On Monday, Joe Sestak ventured to the Pennsylvania press club. He tried to explain away his pledge to give back donations from those who received earmarks. It was only a “personal” pledge (reneging on a personal pledge is OK?). He argued that he really hadn’t voted for TARP money when, in fact, in October 2008 he voted against withholding $350B in TARP money.
He also got cornered on the Emergency Committee for Israel. The video should be watched in full, for it is as squirrelly a performance as you will see from a pol. First, he tries to suggest that the ad is down. (Well, ECI actually doubled its ad buy.) Then, he claimed he really didn’t know. (He thinks ignorance is endearing? We are supposed to imagine his attorney never told him, “Sorry, but Comcast wouldn’t cave.”) Then he claims that the ECI ad was “false” — but provides no specifics. (I suppose if a pledge not to take money from earmark beneficiaries is not a pledge, then a letter indicting Israel for imposing “collective punishment” isn’t a condemnation of Israel for inflicting collective punishment.) And once again, he claims he went to CAIR to lecture them on terrorism. (No explanation was given for the slobbering praise for the group, nor was any repudiation of CAIR forthcoming now that several officials have been identified as engaged in terrorist activities.)

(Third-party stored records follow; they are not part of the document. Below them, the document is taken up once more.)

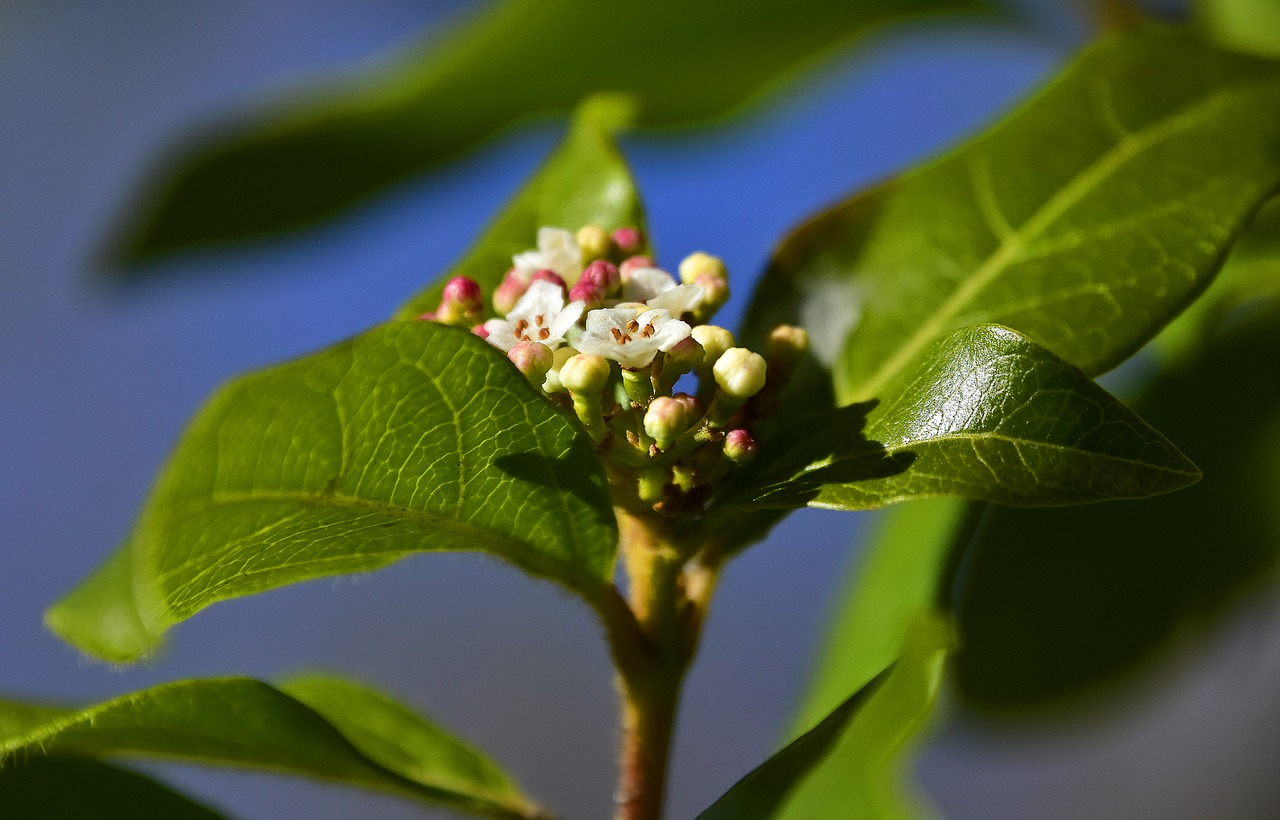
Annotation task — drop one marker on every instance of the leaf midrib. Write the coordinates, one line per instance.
(1011, 244)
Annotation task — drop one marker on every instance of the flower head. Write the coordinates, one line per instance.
(657, 288)
(540, 315)
(557, 251)
(631, 335)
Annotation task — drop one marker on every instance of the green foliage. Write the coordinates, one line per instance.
(314, 727)
(984, 413)
(1041, 622)
(585, 182)
(845, 760)
(1086, 220)
(410, 438)
(80, 788)
(520, 59)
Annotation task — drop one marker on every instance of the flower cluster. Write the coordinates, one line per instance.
(593, 323)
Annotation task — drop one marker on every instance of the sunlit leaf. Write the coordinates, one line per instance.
(845, 766)
(585, 182)
(410, 438)
(1246, 24)
(684, 62)
(78, 788)
(1086, 219)
(319, 728)
(984, 415)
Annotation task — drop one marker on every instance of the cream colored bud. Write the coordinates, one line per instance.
(594, 242)
(714, 340)
(702, 265)
(585, 374)
(740, 372)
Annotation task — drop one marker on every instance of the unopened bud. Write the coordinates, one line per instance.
(696, 265)
(629, 241)
(604, 274)
(787, 344)
(714, 340)
(739, 445)
(585, 374)
(590, 293)
(549, 275)
(594, 242)
(740, 372)
(531, 358)
(552, 384)
(632, 264)
(664, 420)
(506, 296)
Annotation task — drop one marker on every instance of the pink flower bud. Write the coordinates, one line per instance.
(588, 292)
(739, 445)
(533, 358)
(548, 275)
(508, 292)
(632, 264)
(629, 239)
(604, 274)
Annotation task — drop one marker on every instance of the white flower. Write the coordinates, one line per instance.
(657, 288)
(631, 335)
(557, 250)
(540, 315)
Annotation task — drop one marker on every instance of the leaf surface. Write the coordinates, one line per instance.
(517, 59)
(984, 415)
(78, 788)
(1086, 219)
(410, 438)
(319, 728)
(844, 765)
(585, 182)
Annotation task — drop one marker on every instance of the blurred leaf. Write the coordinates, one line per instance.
(984, 415)
(845, 765)
(76, 788)
(410, 438)
(247, 723)
(1243, 24)
(1086, 219)
(684, 62)
(585, 182)
(1051, 604)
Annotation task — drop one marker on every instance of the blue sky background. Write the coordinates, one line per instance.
(96, 383)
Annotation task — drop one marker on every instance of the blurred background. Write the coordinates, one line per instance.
(97, 379)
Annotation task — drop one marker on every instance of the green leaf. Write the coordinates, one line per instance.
(1243, 24)
(76, 788)
(318, 728)
(845, 765)
(984, 415)
(1054, 605)
(585, 182)
(410, 438)
(1086, 220)
(519, 59)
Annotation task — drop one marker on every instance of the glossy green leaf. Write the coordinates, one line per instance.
(78, 788)
(410, 438)
(684, 62)
(1244, 24)
(1086, 219)
(844, 766)
(1054, 605)
(585, 182)
(318, 728)
(984, 415)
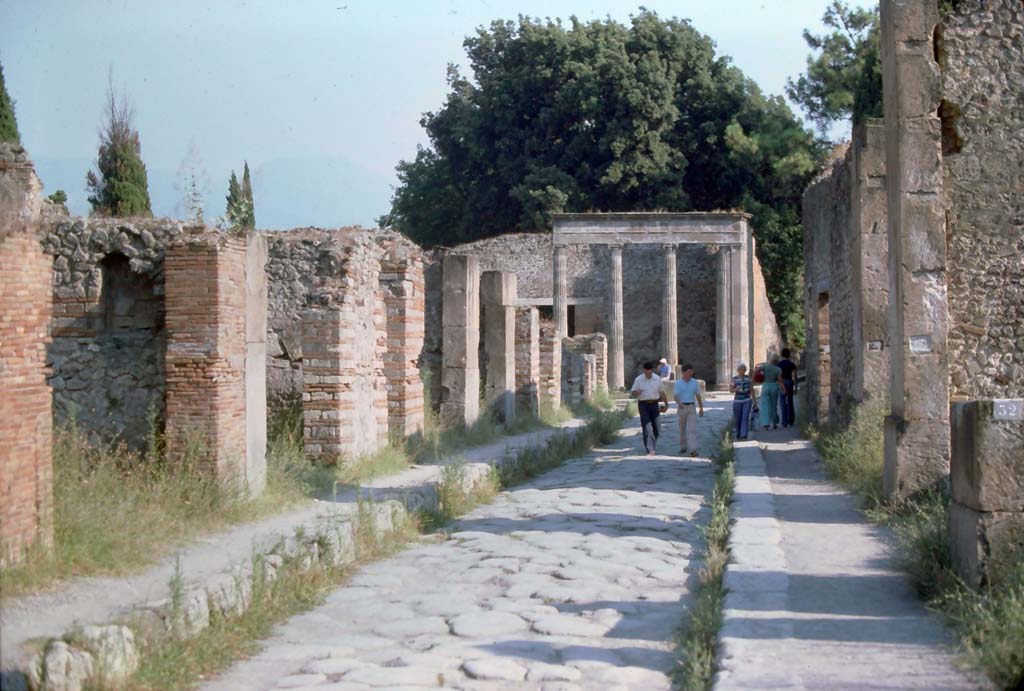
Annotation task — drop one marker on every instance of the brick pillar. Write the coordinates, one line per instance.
(916, 447)
(207, 351)
(499, 296)
(403, 298)
(527, 359)
(551, 365)
(986, 516)
(26, 307)
(869, 262)
(461, 339)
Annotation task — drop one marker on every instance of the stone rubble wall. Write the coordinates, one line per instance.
(107, 356)
(26, 304)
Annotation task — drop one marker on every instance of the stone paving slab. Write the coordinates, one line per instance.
(814, 600)
(101, 599)
(574, 580)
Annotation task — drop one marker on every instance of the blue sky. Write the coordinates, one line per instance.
(323, 97)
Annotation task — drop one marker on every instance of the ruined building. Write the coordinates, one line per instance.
(914, 268)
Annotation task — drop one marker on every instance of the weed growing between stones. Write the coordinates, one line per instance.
(697, 638)
(989, 621)
(297, 586)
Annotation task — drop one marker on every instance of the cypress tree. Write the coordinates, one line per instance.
(8, 124)
(119, 186)
(247, 193)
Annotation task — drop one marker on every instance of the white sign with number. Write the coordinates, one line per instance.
(1008, 408)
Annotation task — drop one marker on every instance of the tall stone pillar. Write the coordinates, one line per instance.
(527, 359)
(461, 340)
(26, 402)
(723, 356)
(670, 308)
(616, 358)
(560, 291)
(207, 291)
(499, 296)
(916, 448)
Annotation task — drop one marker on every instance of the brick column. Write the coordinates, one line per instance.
(461, 339)
(868, 258)
(26, 307)
(918, 430)
(551, 365)
(499, 295)
(207, 349)
(403, 290)
(527, 359)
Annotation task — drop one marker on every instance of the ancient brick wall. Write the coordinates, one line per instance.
(26, 466)
(589, 270)
(107, 356)
(980, 48)
(206, 351)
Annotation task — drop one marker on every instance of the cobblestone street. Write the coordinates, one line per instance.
(574, 580)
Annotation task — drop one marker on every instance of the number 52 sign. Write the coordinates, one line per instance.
(1008, 408)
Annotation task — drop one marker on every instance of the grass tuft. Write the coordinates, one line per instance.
(697, 639)
(989, 620)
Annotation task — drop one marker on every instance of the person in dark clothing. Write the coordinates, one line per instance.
(788, 369)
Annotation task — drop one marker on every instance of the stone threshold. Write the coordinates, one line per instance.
(216, 571)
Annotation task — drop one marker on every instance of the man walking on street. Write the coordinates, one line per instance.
(788, 369)
(651, 401)
(687, 395)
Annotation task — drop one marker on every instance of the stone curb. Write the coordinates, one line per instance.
(756, 580)
(109, 652)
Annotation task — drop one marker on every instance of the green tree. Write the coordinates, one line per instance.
(8, 124)
(600, 116)
(241, 213)
(843, 80)
(119, 185)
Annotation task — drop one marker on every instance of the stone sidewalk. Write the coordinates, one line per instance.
(102, 599)
(574, 580)
(814, 599)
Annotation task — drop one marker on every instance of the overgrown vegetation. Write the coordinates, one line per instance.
(8, 123)
(989, 620)
(697, 639)
(604, 116)
(176, 663)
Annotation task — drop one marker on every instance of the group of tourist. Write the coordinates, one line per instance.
(778, 386)
(777, 378)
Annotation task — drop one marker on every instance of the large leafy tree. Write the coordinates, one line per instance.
(8, 125)
(843, 80)
(119, 185)
(604, 117)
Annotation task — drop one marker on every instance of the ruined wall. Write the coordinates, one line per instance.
(26, 431)
(107, 356)
(589, 270)
(981, 54)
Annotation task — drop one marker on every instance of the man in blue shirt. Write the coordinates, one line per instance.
(687, 395)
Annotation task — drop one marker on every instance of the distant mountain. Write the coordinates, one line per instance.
(327, 191)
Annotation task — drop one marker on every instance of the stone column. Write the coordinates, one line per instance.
(616, 358)
(207, 349)
(986, 515)
(560, 291)
(499, 296)
(723, 356)
(670, 308)
(461, 340)
(527, 359)
(916, 449)
(26, 403)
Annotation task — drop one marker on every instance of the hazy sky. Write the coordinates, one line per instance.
(333, 87)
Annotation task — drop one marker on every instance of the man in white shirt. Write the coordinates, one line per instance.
(687, 395)
(651, 401)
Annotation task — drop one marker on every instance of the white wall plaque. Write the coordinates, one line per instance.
(1008, 408)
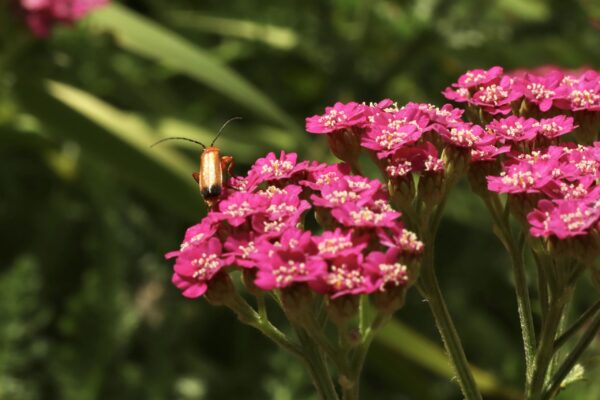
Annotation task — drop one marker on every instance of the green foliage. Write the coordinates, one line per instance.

What is unnerving about the performance is the total conviction with which he asserts facts that simply aren’t so. He betrays not a hint of self-awareness nor of remorse for dabbling with jihadism. Voters should take note: this is not a pol who takes facts seriously, and consequently not one to be persuaded by experience or evidence that contradicts his strongly held beliefs. Gosh, does that remind you of another liberal politician?